Transfer learning and DNA language models enhance transcription factor binding predictions
bioRxiv – November 08, 2024
Source: medRxiv/bioRxiv/arXiv
Summary
Understanding how genes are regulated is crucial, yet traditional methods to identify transcription factor binding sites can be limited. By using advanced computational techniques, researchers developed a model that significantly enhances prediction accuracy. This approach combines DNA accessibility data with innovative machine learning strategies, achieving impressive results across various cell types and previously unseen transcription factors.
Abstract
Identification of in vivo transcription factor (TF) binding sites is crucial to understand gene regulatory networks, but the lack of scalability in the methods for their experimental identification directs researchers towards computational models. TF binding site prediction models are often specific for a given TF, which also hinders the generalizability of models to previously unseen TFs. Here, we present an approach to predict in vivo TF binding sites using DNA accessibility, TF RNA expression and TF binding motifs.
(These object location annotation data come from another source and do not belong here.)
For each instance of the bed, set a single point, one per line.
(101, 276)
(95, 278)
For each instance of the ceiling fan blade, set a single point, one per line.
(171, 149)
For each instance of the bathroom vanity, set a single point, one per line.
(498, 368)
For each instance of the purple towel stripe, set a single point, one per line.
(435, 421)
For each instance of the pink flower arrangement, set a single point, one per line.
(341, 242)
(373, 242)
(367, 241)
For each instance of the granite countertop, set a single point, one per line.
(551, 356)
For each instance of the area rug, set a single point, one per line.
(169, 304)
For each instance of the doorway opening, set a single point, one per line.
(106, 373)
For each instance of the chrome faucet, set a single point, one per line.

Our novel method leverages DNA language model embeddings and transfer learning to improve its accuracy and generalizability, achieving a mean area under the precision-recall curve (AUPR) of 0.51 in held-out cell types and chromosomes in the ENCODE-DREAM in vivo TFBS prediction challenge, outperforming the top-ranked methods. Furthermore, we show that prediction accuracy increases when TFs are highly active and exhibit cell-type specific expression. We finally test our models in an independent dataset on previously unseen TFs, and report a mean AUPR of 0.36, which is state-of-the-art in a cross-TF, cross-cell type and cross-chromosomal setting.